Fiasco budgétaire de François Hollande (les impôts augmentent, le déficit aussi, la dette aussi...), mais fiasco économique et social aussi de François Hollande : le budget de l'emploi des jeunes (Contrats aidés, emplois d'avenir, garantie jeunes) et le traitement social du chômage dépasse désormais les 3 milliards d'euros par an, sans réelle efficacité. Un gouffre pour les finances publique.

Si François Hollande est le président record de la guerre, il est aussi le président de tous les records !

 

"sortir de l'europe, c'est sortir de l'histoire" : françois hollande joue sur la peur

 

Mi-mandat de Hollande : un échec total dans la lutte contre le chômage

 

Le Figaro

 

Mis à jour le 06/11/2014 à 07:39

Publié le 06/11/2014 à 06:36

 

[...]

«Soyons honnête, nous sommes en échec.»

François Rebsamen, le 25 octobre 2014

 

[C]'est peu dire que ce bilan est un échec, tant le président de la République a battu tous les records, ou presque, depuis deux ans et demi: un demi-million de chômeurs inscrits à Pôle emploi en catégorie A (sans activité) de plus ; des niveaux absolus de demandeurs d'emploi inégalés dans chacune des cinq catégories référencées ; un ratio de chômeurs de longue durée (sans emploi depuis plus d'un an) qui frôle désormais les 45 %…

 

"la reprise est là" (françois hollande)

Quant au contrat de génération, sa mesure phare de campagne censée résoudre en partie le cancer du chômage des jeunes et des seniors, il ne prend pas. En 18 mois d'existence, un peu plus de 40.000 demandes de l'aide financière ont été recensées par les services de l'État. Pour mémoire, François Hollande a promis de créer un demi-million de contrats de génération sur l'ensemble du quinquennat.
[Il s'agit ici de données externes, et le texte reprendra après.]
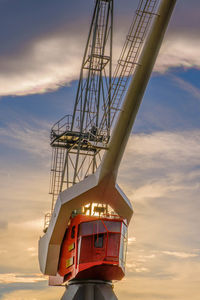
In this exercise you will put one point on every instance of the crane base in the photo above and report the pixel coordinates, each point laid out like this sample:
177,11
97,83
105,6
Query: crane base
89,290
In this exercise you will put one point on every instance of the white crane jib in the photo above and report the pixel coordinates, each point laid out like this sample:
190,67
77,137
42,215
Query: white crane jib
101,186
Enfin l'apprentissage, qui procure plus de 70 % de débouchés en termes d'emploi durable à ses bénéficiaires, est en chute libre: -8 % des entrées en 2013 et une érosion similaire depuis le début de l'année.

 

Inverser la courbe du chômage

L'échec est d'autant plus incontestable que François Hollande avait lui-même promis, à de multiples reprises en 2012 et 2013, qu'il réussirait à «inverser la courbe du chômage» avant la fin de l'année dernière. Le chef de l'État avait même érigé cet engagement en totem et gage de la réussite de sa politique économique. Raté. L'inversion tant répétée ne s'est pas produite.
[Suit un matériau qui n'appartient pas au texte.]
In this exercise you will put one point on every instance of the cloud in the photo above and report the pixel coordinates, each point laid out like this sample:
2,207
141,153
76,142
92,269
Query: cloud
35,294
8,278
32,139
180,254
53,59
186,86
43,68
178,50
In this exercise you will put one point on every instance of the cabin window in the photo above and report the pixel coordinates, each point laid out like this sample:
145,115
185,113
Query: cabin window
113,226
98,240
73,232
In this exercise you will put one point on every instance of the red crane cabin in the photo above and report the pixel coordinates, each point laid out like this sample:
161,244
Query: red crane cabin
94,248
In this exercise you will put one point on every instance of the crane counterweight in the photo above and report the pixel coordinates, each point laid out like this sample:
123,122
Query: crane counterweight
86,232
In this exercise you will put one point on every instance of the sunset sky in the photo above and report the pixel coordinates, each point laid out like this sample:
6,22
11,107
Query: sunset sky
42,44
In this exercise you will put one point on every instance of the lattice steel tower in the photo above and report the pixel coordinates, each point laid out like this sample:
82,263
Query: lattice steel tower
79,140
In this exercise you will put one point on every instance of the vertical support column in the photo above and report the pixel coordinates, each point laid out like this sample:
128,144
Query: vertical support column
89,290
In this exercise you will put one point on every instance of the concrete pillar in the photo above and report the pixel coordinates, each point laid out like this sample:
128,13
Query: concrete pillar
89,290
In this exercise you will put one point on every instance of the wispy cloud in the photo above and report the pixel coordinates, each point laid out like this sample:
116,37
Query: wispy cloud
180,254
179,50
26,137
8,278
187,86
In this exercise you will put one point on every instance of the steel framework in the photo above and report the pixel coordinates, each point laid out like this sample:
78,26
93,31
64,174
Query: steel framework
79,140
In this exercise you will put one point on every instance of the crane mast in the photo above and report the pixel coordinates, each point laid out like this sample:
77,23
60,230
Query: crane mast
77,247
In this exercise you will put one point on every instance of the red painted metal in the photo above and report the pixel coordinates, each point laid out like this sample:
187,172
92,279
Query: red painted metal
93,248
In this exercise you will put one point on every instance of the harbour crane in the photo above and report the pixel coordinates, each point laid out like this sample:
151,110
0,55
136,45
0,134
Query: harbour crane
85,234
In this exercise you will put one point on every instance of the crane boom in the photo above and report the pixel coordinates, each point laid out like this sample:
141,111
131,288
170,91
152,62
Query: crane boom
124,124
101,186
Et ce n'est pas faute d'y avoir mis les moyens. Contrats aidés, emplois d'avenir, garantie jeunes… le budget de la politique de traitement social du chômage du gouvernement dépasse désormais les 3 milliards d'euros par an. Un gouffre pour les finances publiques, sans réelle efficacité, le nombre de jeunes au chômage ayant baissé d'un peu plus de 6000 en un an et étant toujours supérieur de 40.000 à celui de mai 2012.